Was geschah: CZ sagte, dass eine bestimmte Person, die ständig FUD über Binance verbreitete, aus persönlichen Motiven handelte. Es wurde bekannt, dass die Person Binance Labs ihr eigenes Projekt vorgestellt hatte, um eine Investition zu erhalten, die ihr letztendlich nicht gewährt wurde.

  

„Ich habe heute erfahren, dass ein Typ, der ständig FUD über Binance verbreitet, das nur tut, weil er sein Projekt bei Binance Labs vorgestellt hat und wir nicht investiert haben“, antwortete Zhao auf einen Tweet des Binance-Mitbegründers Yi Hei.

Er veröffentlichte eine Reihe von Screenshots, auf denen eine Person zu sehen ist, die nach dem Investmentzweig von Binance fragt.

Die Herausforderungen für Binance gehen jedoch über die FUD-Kontroverse hinaus. Mehrere Medien berichteten kürzlich über die Möglichkeit erheblicher Entlassungen bei der weltweit größten Kryptowährungsbörse aufgrund des Rechtsstreits mit den US-Regulierungsbehörden.

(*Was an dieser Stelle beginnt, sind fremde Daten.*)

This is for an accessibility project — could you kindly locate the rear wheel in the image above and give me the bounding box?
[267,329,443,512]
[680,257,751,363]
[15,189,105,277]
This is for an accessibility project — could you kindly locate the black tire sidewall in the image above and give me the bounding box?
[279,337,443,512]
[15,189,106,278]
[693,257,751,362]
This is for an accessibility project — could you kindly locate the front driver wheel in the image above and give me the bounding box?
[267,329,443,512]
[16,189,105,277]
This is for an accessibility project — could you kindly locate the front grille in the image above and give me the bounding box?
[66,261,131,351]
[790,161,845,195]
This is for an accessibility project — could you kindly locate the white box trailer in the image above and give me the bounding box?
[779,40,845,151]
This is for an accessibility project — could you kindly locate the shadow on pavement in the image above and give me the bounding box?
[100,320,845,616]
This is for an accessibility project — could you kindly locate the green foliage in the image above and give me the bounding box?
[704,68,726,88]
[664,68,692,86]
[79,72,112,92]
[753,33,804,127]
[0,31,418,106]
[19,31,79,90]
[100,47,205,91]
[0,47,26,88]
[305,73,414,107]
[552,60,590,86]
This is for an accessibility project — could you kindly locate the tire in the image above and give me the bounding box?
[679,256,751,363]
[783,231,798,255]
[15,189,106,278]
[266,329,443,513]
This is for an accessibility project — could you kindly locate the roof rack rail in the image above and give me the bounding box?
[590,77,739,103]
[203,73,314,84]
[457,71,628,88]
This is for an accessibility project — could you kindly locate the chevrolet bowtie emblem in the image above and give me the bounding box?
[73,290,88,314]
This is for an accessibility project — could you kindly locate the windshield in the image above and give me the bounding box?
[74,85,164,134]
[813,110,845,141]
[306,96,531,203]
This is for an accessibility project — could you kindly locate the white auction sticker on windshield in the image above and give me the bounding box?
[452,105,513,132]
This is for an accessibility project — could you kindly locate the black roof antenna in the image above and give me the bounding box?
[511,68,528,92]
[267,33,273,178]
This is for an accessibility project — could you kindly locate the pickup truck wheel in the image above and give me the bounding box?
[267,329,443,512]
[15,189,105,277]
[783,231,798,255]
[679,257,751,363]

Warum es wichtig ist: CZ bestätigte zwar die Personalkürzungen, bestritt jedoch die zuvor gemeldeten Zahlen und tat sie als unbegründete FUD ab.

Das Wall Street Journal hatte unter Berufung auf einen Insider behauptet, dass bereits über 1.000 Mitarbeiter entlassen worden seien, da sich Binance auf einen langen und kostspieligen Rechtsstreit einstellt. Ehemalige Mitarbeiter äußerten ebenfalls die Befürchtung, dass es in den kommenden Wochen zu weiteren Entlassungen kommen könnte, und betonten, dass das Kundensupportteam die am stärksten betroffene Abteilung sei.

CNBC ging bei den potenziellen Kürzungen sogar noch weiter und berichtete, dass die Gesamtzahl der Stellenstreichungen bei Binance bis zu 3.000 erreichen könnte. Das wäre fast die Hälfte der gesamten Belegschaft des Unternehmens.